Gdy ojciec nie chce dobrowolnie uznać dziecka, wtedy można wystąpić do sądu z pozwem o ustalenie ojcostwa.
Sądowego ustalenia ojcostwa może żądać dziecko, matka dziecka oraz domniemany ojciec dziecka. Jednakże matka ani domniemany ojciec nie mogą wystąpić z takim żądaniem po śmierci dziecka lub po osiągnięciu przez nie pełnoletności. Jeżeli domniemany ojciec dziecka nie żyje, powództwo o ustalenie ojcostwa wytacza się przeciwko kuratorowi ustanowionemu przez sąd opiekuńczy. W takiej sprawie właściwy jest sąd rejonowy miejsca zamieszkania dziecka lub miejsca zamieszkania ojca. Postępowanie takie nie podlega opłatom sądowym. Jeżeli w trakcie postępowania mężczyzna zaprzecza by był ojcem dziecka wtedy sąd dopuszcza dowód z grupowego badania krwi i na podstawie wyników badań DNA mężczyzny i dziecka sąd rozstrzyga czy wskazana przez matkę osoba jest ojcem dziecka.
Wraz z ustaleniem ojcostwa matka dziecka może się domagać zasądzenia na rzecz dziecka comiesięczny
alimentów tytułem utrzymania dziecka, natomiast na swoją rzecz może się domagać
zwrotu kosztów trzymiesięcznego utrzymania w okresie porodu oraz
pokrycia połowy wydatków związanych z ciążą i porodem.
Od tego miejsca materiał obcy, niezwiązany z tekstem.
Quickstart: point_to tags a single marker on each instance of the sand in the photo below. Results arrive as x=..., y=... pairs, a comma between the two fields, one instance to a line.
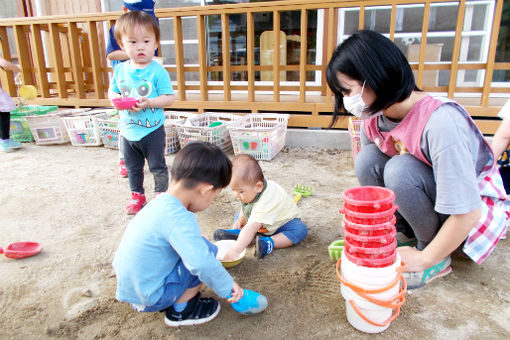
x=72, y=201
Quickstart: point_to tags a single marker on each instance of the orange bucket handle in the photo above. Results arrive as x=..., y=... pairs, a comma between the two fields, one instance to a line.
x=395, y=303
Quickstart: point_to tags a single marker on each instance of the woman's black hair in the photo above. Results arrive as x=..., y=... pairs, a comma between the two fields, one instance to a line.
x=370, y=57
x=202, y=162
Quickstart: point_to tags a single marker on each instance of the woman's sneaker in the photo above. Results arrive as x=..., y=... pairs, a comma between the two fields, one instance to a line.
x=199, y=310
x=403, y=240
x=420, y=279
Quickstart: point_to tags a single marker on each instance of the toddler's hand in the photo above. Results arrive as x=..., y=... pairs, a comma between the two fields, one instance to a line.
x=231, y=255
x=141, y=104
x=240, y=223
x=412, y=258
x=236, y=294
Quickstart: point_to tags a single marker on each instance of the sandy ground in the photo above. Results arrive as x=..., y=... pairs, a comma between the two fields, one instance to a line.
x=71, y=200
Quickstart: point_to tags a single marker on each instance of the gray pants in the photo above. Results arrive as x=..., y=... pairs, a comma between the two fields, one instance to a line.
x=414, y=186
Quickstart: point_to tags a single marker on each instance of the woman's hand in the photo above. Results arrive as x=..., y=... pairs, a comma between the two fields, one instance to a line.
x=236, y=294
x=231, y=255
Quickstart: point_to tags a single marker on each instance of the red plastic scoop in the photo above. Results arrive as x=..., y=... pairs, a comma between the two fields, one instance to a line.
x=19, y=250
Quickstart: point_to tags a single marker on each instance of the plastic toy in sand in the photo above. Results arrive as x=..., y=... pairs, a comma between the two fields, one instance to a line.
x=251, y=303
x=223, y=247
x=301, y=190
x=19, y=250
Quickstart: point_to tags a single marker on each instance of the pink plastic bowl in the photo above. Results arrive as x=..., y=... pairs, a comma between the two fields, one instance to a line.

Na koszt utrzymania w okresie porodu składają się wszelkie wydatki, jakie ponosi matka w tym czasie - koszty wyżywienia, ewentualnych lekarstw, środków kosmetycznych itp. Te wydatki ojciec dziecka winien pokryć w całości. Z ważnych powodów ( np. rezygnacja z pracy ze względu na konieczność sprawowania osobistej pieczy nad dzieckiem, zły stan zdrowia matki) matka może żądać udziału ojca w kosztach swojego utrzymania przez okres dłuższy niż 3 miesiące. Natomiast wydatki związane z ciążą i porodem to koszty badań i wizyt lekarskich, koszty odzieży ciążowej, koszty zakupu wyprawki dla dziecka ( wózek, łóżeczko, pościel, pierwsze ciuszki, pieluszki, kosmetyki itp.) i inne. Dobrze jest mieć rachunki odzwierciedlające poniesione wydatki. Roszczenie o zwrot kosztów trzymiesięcznego utrzymania oraz o zwrot wydatków związanych z ciążą i z porodem
przedawnia się z upływem 3 lat od dnia porodu. Po tym czasie dochodzenie tych roszczeń przed sądem może okazać się bezskuteczne, jeśli ojciec podniesie zarzut przedawnienia.